There is no function-for-function compatibility with the Awk or GNU Awk library, and regular expressions are TXR: that means no register capture, and ^ and $ done with functional combinators.
In some superficial ways it does, like the basic clause structure.
"Prior art" I was well aware of is cl-awk.
This awk macro was intended to be a detailed implementation of the Awk paradigm (with some GNU extensions), complete with obscure features like assigning to the nf variable to change the number of fields (extending with empty strings if the new count is larger), and a working regex-based record separation via the rs variable.

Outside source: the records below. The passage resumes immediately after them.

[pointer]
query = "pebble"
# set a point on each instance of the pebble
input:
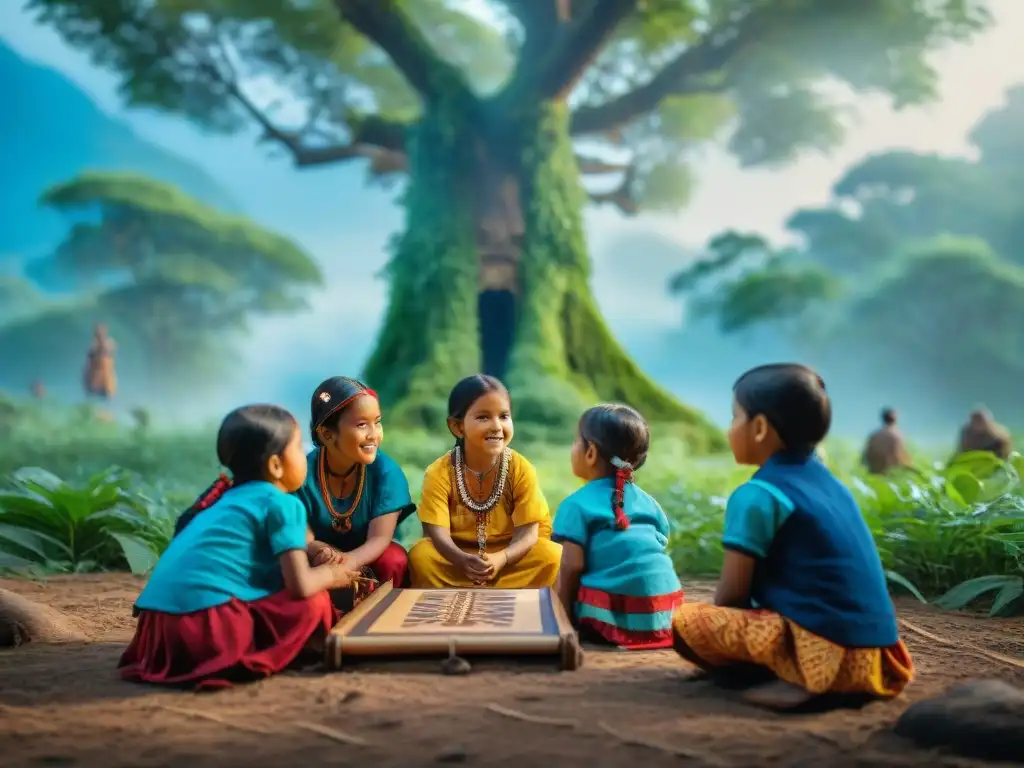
(980, 719)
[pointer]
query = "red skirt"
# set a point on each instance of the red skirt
(225, 644)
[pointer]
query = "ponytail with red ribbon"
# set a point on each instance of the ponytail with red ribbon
(206, 500)
(624, 474)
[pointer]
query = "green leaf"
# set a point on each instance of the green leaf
(895, 578)
(964, 486)
(140, 557)
(967, 592)
(981, 464)
(37, 476)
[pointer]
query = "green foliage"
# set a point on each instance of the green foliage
(742, 282)
(903, 229)
(982, 309)
(179, 281)
(48, 524)
(471, 99)
(950, 532)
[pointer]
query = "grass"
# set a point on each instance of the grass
(952, 534)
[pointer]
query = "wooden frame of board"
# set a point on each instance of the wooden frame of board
(378, 627)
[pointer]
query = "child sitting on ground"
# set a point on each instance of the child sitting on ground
(615, 578)
(484, 518)
(233, 596)
(802, 605)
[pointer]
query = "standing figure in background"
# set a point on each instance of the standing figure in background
(886, 449)
(100, 380)
(982, 432)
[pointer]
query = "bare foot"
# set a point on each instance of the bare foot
(777, 695)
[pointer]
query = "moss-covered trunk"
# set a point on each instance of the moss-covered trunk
(497, 206)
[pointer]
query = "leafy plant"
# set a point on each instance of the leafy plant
(52, 525)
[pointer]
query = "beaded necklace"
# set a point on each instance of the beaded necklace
(342, 521)
(481, 509)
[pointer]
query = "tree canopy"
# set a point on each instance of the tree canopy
(646, 82)
(918, 263)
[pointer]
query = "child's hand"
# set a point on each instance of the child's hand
(476, 568)
(323, 554)
(343, 576)
(496, 561)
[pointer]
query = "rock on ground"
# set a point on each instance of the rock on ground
(981, 719)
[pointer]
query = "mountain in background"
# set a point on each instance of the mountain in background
(50, 130)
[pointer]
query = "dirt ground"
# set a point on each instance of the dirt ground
(66, 706)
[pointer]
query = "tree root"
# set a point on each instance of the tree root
(23, 621)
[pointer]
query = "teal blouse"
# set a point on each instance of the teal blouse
(385, 492)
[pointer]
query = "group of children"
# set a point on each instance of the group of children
(251, 579)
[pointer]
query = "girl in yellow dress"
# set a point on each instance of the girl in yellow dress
(484, 518)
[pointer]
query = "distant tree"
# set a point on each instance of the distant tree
(481, 115)
(954, 309)
(178, 280)
(742, 281)
(916, 265)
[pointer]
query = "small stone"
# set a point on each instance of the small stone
(980, 719)
(349, 696)
(456, 666)
(453, 755)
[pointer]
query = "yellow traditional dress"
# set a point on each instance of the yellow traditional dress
(520, 504)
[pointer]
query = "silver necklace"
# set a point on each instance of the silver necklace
(482, 509)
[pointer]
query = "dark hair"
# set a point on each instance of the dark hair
(330, 400)
(622, 438)
(793, 398)
(468, 391)
(246, 440)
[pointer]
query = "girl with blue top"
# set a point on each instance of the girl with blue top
(802, 604)
(354, 495)
(615, 578)
(233, 596)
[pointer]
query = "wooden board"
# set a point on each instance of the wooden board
(403, 622)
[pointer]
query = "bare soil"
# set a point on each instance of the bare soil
(65, 705)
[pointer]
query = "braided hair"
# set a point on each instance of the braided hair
(246, 440)
(622, 438)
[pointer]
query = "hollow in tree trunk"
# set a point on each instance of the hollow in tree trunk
(493, 274)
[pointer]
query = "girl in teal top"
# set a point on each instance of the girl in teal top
(615, 576)
(354, 496)
(233, 595)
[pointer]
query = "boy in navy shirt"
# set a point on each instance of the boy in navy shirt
(802, 597)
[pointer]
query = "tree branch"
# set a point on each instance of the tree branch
(556, 54)
(621, 197)
(371, 136)
(684, 75)
(383, 23)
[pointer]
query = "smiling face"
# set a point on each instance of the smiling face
(486, 428)
(356, 436)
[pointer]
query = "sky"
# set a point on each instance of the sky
(973, 81)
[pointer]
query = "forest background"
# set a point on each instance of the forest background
(863, 219)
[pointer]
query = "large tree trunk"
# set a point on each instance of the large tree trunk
(495, 232)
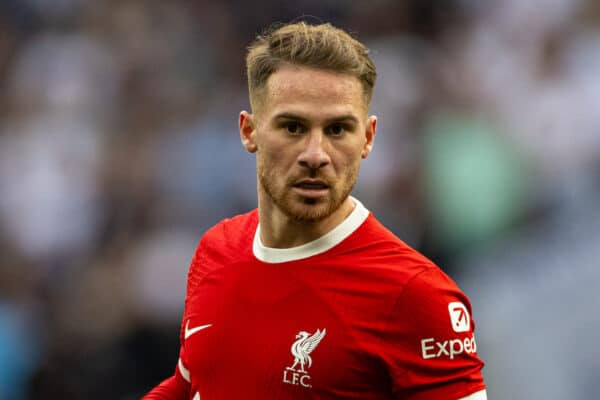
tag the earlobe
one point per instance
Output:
(247, 130)
(370, 131)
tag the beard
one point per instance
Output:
(303, 209)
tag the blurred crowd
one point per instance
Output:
(119, 148)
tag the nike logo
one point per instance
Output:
(190, 332)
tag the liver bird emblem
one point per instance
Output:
(303, 346)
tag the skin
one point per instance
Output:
(310, 134)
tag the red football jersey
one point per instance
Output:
(355, 314)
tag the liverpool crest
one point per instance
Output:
(305, 343)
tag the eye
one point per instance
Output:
(293, 127)
(336, 129)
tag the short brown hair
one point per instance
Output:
(319, 46)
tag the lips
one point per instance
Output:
(311, 185)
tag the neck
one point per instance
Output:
(278, 230)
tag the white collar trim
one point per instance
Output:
(317, 246)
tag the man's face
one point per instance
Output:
(310, 133)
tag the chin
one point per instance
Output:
(310, 210)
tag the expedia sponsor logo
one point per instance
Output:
(432, 348)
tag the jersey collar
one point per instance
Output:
(317, 246)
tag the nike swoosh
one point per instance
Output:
(190, 332)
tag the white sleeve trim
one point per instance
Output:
(184, 371)
(481, 395)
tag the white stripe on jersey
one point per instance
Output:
(184, 371)
(481, 395)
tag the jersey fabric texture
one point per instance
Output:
(355, 314)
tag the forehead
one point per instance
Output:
(313, 89)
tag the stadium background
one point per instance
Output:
(119, 147)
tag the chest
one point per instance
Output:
(276, 334)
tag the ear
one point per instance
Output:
(370, 131)
(247, 131)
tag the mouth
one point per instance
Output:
(311, 187)
(311, 184)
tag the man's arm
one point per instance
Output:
(429, 342)
(175, 387)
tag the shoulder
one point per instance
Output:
(231, 232)
(377, 248)
(224, 243)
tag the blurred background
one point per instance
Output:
(119, 148)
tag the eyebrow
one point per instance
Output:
(296, 117)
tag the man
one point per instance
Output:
(309, 296)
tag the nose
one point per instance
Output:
(314, 154)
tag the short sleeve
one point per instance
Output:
(429, 345)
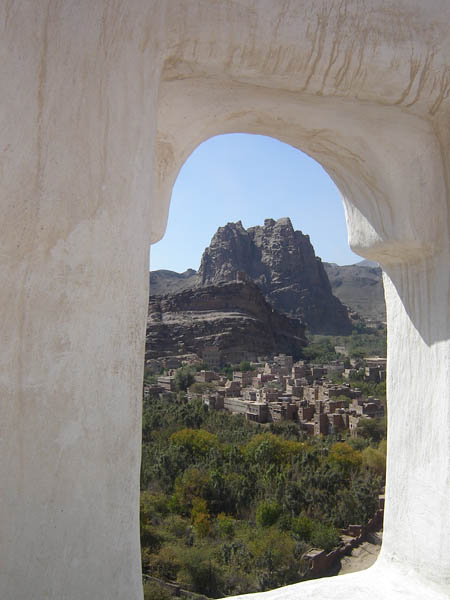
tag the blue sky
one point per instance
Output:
(250, 178)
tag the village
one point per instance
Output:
(323, 399)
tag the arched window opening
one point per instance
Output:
(264, 439)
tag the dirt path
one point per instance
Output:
(363, 556)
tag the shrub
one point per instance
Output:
(267, 513)
(153, 591)
(324, 536)
(303, 527)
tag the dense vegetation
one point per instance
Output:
(229, 507)
(364, 341)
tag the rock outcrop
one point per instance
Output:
(234, 316)
(283, 264)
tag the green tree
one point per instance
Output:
(267, 513)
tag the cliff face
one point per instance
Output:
(282, 263)
(233, 316)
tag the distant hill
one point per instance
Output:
(170, 282)
(283, 264)
(360, 287)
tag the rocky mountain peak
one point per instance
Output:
(282, 262)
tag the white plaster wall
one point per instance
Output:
(101, 104)
(77, 123)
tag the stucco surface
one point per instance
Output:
(101, 104)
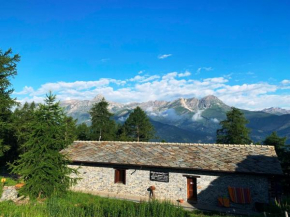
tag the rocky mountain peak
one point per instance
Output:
(209, 101)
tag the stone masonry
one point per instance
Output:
(210, 186)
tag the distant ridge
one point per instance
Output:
(276, 111)
(189, 120)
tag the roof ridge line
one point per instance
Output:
(179, 143)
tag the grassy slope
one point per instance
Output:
(80, 205)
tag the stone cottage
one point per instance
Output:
(197, 173)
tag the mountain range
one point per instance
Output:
(188, 120)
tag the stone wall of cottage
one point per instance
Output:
(210, 186)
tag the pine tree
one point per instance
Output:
(103, 126)
(43, 168)
(7, 71)
(83, 132)
(22, 118)
(234, 130)
(138, 126)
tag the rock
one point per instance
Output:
(9, 193)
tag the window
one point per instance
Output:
(120, 176)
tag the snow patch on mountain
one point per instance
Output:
(197, 116)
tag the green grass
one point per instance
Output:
(9, 182)
(86, 205)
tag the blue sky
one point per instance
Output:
(151, 50)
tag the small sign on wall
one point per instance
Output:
(159, 176)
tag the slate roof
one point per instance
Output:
(256, 159)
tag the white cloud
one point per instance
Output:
(285, 82)
(203, 68)
(163, 56)
(105, 60)
(185, 74)
(168, 87)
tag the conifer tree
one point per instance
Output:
(22, 118)
(138, 126)
(103, 126)
(234, 130)
(83, 132)
(8, 63)
(43, 168)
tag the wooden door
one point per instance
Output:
(191, 189)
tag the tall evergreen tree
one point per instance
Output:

I see Shrivers implemented something that's on my TODO list: variants of ranges that exclude the start, end or both. However, he didn't lift the restriction that Awk ranges do not combine with other conditions, including ranges.
> I often find myself in the browser console, exploring data scraped off webpages (often from Wikipedia tables)
Are you aware of Wikidata? I don't have a lot of familiarity with it, only that some (a lot?) of the programmer types who were drawn to Wikipedia in its infancy have shifted their focus to Wikidata nowadays. As I understand it, Wikidata is meant to be the data source behind those tables that you're scraping.
(Forgive me if you're already involved with Wikidata and one of your primary uses for scraping is in pursuit of migrating content to Wikidata.)
From what I can tell, the core learning one takes from J/K/etc is the concept of an array language and treating arrays as first class objects. And nowadays Python/R/Julia provide this same functionality in a more verbose/more readable/more mainstream package.